Der Oberfränkische Jakobsweg
Meditation zur 3. Etappe: Marktschorgast – Bayreuth
Das Labyrinth als kon-zentrierter Pilger- und Lebensweg.
Als Mensch bin ich unterwegs auf meinem Lebensweg. Er hat einen Anfang und ein Ziel (nicht Ende!). Ich kann ihn nur einmal gehen.
Der Pilgerweg ist eine konzentrierte, eine verdichtete Form meines Lebensweges. Ihn kann ich öfter gehen. Auf dem kleinen Weg kann ich lernen für den großen Weg.
In vielen mittelalterlichen Kirchen, die das Ziel von Pilgerwegen waren, befand sich ein Labyrinth. Es war die letzte Wegstation, bevor man am Altar endgültig am Ziel des Weges war. Das Labyrinth ist ein Pilgerweg im Kleinen: alle Erfahrungen des Weges sind hier noch einmal räumlich und zeitlich verdichtet. Also: Hier ist doppelte Verdichtung, doppelte Konzentration!
Auf dem Vorplatz der Autobahnkirche in Himmelkron ist eine vergrößerte Nachbildung des Labyrinths von Chartres in den Boden eingelassen.
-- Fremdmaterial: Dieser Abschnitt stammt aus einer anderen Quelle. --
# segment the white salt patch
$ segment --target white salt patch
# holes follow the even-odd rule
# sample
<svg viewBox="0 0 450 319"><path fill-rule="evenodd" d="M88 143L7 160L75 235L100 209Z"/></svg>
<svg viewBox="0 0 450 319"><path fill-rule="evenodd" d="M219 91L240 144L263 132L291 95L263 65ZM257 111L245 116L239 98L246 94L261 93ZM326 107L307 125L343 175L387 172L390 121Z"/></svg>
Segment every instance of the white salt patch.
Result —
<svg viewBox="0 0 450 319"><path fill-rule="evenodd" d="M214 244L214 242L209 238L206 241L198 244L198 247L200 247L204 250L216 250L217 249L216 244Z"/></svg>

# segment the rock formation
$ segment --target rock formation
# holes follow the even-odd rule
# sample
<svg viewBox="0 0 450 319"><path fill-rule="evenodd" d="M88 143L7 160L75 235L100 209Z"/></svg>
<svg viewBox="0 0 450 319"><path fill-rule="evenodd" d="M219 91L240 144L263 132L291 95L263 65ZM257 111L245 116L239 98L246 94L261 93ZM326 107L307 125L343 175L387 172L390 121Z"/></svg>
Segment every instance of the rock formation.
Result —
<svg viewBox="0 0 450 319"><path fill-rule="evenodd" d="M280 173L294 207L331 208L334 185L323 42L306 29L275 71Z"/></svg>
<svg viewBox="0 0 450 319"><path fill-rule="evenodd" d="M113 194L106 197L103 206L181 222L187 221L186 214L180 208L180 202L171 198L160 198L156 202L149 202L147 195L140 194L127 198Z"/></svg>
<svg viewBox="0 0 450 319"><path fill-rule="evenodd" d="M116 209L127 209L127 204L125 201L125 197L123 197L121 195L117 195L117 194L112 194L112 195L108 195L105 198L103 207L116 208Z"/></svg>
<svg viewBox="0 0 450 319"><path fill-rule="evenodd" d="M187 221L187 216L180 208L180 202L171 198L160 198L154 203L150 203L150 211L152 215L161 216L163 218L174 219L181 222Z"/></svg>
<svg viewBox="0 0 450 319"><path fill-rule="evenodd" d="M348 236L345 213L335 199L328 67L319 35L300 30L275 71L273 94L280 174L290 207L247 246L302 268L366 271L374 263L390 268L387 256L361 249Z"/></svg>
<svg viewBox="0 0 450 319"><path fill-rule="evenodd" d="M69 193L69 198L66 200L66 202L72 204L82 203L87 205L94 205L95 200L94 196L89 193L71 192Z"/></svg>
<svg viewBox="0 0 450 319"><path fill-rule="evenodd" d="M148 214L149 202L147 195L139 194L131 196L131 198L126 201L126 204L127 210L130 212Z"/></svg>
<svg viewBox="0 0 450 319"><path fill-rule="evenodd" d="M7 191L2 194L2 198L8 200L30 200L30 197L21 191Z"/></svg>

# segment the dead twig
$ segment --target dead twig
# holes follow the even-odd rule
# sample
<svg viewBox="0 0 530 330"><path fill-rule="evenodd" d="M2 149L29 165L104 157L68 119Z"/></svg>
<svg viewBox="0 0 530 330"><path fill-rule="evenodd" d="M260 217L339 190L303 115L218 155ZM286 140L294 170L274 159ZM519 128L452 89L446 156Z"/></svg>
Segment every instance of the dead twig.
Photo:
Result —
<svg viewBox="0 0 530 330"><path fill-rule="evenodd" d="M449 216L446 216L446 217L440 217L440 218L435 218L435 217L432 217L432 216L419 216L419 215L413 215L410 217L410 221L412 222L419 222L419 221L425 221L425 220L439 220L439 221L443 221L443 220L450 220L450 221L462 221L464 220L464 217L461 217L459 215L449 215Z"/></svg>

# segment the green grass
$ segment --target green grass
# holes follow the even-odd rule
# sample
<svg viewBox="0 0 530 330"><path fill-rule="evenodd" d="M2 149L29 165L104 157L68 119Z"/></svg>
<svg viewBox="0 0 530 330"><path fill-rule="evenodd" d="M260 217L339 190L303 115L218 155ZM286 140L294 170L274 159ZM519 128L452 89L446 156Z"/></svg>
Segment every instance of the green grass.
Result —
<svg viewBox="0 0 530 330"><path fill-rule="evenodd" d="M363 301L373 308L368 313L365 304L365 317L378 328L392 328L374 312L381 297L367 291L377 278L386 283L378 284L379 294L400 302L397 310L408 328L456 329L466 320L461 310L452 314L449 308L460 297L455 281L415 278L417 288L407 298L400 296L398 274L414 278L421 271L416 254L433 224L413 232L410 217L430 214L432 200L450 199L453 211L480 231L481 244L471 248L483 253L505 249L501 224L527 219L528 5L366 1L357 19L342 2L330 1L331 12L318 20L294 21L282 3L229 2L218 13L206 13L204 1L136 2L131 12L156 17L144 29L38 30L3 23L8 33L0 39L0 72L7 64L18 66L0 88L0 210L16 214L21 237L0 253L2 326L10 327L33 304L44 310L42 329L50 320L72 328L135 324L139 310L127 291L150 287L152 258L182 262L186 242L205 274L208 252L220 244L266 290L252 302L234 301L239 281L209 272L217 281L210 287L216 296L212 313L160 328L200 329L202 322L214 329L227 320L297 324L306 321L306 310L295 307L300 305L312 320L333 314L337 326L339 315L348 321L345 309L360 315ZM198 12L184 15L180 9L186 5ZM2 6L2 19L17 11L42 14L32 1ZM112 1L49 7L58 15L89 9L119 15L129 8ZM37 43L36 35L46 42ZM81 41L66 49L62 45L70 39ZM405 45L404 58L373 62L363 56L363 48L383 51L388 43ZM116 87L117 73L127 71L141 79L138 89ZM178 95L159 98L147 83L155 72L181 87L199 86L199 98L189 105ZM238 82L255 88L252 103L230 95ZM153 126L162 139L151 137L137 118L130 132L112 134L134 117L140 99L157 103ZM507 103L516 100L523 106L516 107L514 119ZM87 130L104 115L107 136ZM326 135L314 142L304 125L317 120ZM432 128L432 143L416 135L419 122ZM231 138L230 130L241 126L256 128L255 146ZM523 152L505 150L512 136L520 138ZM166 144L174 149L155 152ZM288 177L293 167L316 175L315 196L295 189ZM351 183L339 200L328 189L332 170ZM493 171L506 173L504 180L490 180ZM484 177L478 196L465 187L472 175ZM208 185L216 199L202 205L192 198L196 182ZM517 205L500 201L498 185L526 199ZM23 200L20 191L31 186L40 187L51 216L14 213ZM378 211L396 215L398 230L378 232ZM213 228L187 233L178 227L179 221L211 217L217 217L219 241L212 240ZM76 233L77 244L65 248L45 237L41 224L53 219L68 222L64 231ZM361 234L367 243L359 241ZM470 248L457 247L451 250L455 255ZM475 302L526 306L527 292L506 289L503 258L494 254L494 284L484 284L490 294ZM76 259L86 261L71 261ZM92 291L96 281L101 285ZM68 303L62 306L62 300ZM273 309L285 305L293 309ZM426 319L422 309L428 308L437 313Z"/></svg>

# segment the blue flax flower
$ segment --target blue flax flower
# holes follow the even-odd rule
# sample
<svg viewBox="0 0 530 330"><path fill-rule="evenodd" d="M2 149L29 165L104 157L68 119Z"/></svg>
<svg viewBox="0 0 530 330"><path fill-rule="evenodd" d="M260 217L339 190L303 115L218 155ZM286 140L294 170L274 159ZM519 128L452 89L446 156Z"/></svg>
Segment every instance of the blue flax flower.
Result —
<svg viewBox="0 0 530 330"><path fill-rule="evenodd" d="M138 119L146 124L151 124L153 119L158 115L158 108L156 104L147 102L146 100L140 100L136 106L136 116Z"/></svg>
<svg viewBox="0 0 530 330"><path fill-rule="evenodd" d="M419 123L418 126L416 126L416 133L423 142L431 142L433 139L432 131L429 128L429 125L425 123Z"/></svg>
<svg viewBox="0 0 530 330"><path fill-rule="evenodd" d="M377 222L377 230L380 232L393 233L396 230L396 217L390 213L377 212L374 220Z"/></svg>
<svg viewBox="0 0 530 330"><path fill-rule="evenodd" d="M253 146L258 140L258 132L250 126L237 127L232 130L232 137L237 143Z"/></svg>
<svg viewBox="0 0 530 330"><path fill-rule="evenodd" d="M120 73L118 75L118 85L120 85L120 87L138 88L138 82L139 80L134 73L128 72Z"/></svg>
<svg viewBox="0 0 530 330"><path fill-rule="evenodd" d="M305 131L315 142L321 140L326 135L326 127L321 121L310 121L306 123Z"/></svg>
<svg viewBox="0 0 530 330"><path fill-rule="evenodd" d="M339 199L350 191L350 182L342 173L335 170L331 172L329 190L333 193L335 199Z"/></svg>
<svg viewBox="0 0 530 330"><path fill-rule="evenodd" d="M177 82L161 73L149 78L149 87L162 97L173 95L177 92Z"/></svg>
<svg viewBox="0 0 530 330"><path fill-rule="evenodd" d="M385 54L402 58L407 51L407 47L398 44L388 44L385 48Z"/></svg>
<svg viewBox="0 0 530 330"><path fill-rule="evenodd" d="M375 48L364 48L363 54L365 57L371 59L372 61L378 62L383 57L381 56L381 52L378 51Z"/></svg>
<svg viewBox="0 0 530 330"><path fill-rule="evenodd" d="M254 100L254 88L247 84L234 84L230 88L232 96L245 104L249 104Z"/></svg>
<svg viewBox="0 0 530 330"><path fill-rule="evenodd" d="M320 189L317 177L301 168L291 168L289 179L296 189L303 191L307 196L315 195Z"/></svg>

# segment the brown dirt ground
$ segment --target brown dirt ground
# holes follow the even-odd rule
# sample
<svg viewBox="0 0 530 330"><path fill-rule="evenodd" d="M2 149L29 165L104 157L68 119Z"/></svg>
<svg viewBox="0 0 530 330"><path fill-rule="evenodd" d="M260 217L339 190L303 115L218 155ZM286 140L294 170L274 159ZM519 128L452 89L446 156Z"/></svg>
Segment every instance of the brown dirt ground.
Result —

Das Labyrinth von Chartres
Die mittelalterlichen Kirchenlabyrinthe sind keine Irrgärten. Sie markieren einen eindeutigen Weg mit einem Anfang am Rand und einem Ziel in der Mitte. Man kann sich nicht verlaufen. Wie im Leben kommt man ganz gewiss ans Ziel – aber nicht auf dem schnellsten und einfachsten Weg.
Im Labyrinth von Chartres ist nach einer einzigen Wegbiegung das Ziel in der Mitte schon zum Greifen nah. Doch dann führt einen der Weg ganz an den Rand. Es ist, als ob man sein Ziel aus dem Blick verlieren würde. 28 mal wird einem Umkehr zugemutet. Geduld und Durchhaltevermögen sind gefordert: 18 Wendungen nach außen und 10 nach innen verleiten zum Aussteigen. Mehrfach umrundet man das Ziel, ohne ihm wirklich näher zu kommen. Noch dazu kommt man nach langem Umweg fast wieder an seinen Ausgangspunkt zurück, um nicht lange darauf ganz überraschend und unerwartet am Ziel zu sein.
Das Labyrinth ist ein Symbol meines Weges nach innen: Ich finde zur Mitte, zum Zentrum. Ich kon-zentriere mich.